Mount HDFS using NFS on a Windows Client

Configure settings for HDFS NFS gateway:
NFS gateway uses the same configurations as used by the NameNode and DataNode. Configure the following properties based on your application's requirements:
  1. Edit the hdfs-default.xml file on your NFS gateway machine and modify the following property:
    <property>
      <name>dfs.namenode.accesstime.precision</name>
      <value>3600000</value>
      <description>The access time for HDFS file is precise up to this value. 

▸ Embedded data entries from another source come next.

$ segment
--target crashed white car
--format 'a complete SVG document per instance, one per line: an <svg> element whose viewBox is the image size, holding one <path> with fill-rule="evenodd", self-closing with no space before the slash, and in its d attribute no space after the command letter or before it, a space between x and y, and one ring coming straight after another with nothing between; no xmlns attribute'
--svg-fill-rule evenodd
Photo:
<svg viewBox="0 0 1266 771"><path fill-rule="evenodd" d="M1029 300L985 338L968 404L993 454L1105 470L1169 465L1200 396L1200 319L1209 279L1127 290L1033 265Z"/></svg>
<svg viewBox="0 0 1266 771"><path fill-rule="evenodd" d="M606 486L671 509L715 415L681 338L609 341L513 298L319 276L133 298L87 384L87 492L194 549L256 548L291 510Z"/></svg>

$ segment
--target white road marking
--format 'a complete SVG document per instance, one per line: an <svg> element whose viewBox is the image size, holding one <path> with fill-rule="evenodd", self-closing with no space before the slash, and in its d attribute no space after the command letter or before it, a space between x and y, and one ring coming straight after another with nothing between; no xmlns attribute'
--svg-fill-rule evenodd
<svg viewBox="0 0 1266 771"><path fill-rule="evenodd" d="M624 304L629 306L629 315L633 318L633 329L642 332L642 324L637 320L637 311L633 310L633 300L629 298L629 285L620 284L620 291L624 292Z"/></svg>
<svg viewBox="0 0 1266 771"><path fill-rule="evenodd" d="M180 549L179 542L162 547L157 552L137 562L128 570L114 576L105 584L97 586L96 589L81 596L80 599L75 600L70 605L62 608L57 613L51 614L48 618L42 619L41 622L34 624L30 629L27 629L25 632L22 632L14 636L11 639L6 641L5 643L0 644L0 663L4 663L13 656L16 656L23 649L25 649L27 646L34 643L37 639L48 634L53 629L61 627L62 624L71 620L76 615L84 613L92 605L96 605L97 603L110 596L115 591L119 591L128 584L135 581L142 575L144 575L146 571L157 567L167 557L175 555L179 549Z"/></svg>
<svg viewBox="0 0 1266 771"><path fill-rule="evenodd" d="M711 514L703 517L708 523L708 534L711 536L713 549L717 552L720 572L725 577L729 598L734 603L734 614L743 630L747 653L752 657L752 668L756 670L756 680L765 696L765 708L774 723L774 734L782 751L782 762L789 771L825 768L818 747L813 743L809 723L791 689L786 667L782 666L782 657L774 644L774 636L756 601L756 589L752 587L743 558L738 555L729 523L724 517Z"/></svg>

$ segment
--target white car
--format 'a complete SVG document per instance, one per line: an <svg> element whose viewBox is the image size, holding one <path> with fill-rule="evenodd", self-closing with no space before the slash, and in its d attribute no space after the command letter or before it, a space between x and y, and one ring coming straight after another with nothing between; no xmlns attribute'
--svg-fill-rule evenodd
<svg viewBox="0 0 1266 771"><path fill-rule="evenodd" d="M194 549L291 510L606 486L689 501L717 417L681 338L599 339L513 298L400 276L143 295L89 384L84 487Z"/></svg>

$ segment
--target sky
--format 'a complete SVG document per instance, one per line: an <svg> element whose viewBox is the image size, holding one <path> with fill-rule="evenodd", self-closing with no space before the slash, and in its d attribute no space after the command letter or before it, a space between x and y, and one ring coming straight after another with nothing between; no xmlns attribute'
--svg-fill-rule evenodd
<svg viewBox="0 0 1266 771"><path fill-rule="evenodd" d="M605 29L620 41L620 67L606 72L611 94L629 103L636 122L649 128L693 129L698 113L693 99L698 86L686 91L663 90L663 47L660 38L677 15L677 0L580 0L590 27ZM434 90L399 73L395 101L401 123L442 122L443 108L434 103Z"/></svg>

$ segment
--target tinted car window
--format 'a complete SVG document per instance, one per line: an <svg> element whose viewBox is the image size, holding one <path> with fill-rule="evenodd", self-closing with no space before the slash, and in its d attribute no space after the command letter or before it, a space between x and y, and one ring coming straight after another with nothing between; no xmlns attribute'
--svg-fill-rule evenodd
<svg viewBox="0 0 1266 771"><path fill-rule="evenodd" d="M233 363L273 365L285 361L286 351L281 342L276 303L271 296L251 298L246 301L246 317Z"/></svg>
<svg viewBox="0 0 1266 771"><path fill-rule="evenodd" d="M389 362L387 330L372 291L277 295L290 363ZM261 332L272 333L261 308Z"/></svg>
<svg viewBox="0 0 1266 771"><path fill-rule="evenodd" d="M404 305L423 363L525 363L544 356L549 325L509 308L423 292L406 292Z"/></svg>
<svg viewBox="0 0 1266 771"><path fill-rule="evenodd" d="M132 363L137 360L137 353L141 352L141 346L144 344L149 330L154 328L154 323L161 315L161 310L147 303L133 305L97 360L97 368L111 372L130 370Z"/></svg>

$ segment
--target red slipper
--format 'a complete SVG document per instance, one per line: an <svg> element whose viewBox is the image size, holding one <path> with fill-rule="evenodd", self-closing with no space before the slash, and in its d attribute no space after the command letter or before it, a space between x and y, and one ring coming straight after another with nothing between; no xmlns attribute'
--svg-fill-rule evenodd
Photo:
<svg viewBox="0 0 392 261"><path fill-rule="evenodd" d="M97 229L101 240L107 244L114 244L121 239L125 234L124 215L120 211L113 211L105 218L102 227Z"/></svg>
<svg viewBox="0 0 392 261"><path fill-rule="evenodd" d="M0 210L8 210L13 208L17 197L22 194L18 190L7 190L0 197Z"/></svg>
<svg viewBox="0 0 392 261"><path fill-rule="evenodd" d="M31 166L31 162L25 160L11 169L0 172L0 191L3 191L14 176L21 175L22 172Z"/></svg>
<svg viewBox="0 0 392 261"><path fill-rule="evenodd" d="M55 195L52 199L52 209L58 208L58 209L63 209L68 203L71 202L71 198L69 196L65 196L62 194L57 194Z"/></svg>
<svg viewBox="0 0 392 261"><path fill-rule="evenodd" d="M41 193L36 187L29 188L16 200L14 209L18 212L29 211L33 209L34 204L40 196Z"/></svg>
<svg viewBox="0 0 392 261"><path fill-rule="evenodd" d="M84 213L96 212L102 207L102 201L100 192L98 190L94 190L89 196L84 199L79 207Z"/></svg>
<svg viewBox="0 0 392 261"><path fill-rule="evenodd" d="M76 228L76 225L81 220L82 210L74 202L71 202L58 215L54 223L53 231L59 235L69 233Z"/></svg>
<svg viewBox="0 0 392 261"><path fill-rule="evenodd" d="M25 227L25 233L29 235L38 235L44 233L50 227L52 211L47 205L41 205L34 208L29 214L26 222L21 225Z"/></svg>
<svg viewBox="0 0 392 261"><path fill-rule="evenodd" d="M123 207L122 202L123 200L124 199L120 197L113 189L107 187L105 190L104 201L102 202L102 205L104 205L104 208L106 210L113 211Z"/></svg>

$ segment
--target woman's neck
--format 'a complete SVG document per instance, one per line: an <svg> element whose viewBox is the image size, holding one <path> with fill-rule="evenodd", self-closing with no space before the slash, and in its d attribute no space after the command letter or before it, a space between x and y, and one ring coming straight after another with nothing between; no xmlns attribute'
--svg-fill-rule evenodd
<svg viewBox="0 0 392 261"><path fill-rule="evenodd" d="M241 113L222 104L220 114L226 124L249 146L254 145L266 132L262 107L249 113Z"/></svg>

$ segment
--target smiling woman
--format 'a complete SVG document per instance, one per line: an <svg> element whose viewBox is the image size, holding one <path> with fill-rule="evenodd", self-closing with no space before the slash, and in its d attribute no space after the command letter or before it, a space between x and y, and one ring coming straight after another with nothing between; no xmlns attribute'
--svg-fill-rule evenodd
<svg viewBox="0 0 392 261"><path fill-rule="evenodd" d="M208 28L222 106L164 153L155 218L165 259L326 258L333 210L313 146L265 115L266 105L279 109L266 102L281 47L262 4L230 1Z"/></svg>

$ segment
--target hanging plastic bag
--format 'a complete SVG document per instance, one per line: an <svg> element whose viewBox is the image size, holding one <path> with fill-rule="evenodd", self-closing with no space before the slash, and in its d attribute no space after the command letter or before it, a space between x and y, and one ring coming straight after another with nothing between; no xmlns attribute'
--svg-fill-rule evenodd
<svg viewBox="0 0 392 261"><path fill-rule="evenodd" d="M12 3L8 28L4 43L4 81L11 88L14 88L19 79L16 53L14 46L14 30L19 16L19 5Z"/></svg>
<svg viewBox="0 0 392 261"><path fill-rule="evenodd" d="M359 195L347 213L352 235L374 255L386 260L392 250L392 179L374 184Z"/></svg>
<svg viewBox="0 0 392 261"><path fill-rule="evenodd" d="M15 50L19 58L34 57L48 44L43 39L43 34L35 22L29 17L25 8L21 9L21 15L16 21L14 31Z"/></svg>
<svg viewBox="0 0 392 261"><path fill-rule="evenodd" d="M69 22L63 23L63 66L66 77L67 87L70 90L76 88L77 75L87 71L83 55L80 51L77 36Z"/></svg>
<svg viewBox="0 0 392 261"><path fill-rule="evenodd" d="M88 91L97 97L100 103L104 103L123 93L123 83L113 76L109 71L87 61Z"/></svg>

                   The default value is 1 hour. Setting a value of 0 disables
                   access times for HDFS.
      </description>
    </property>
  2. Add the following property to hdfs-site.xml:
    <property>    
        <name>dfs.nfs3.dump.dir</name>    
        <value>/tmp/.hdfs-nfs</value> 
    </property>
  3. Start the NFS gateway service.
    Three daemons are required to provide NFS service: rpcbind (or portmap), mountd and nfsd. The NFS gateway process has both nfsd and mountd. It shares the HDFS root "/" as the only export. We recommend using the portmap included in NFS gateway package as shown below:
    1. Stop nfs/rpcbind/portmap services provided by the platform:
      service nfs stop
      service rpcbind stop
    2. Start the included portmap package (needs root privileges):
      hadoop portmap
      OR
      hadoop-daemon.sh start portmap
    3. Start mountd and nfsd.
      No root privileges are required for this command. However, verify that the user starting the Hadoop cluster and the user starting the NFS gateway are same.
      hadoop nfs3
      
      OR
      hadoop-daemon.sh start nfs3
    1. Verify that the HDFS namespace is exported and can be mounted.
      showmount -e $nfs_server_ip                         
      You should see output similar to the following:
      Exports list on $nfs_server_ip :
      / *
  4. Mount the export “/”  on a windows client.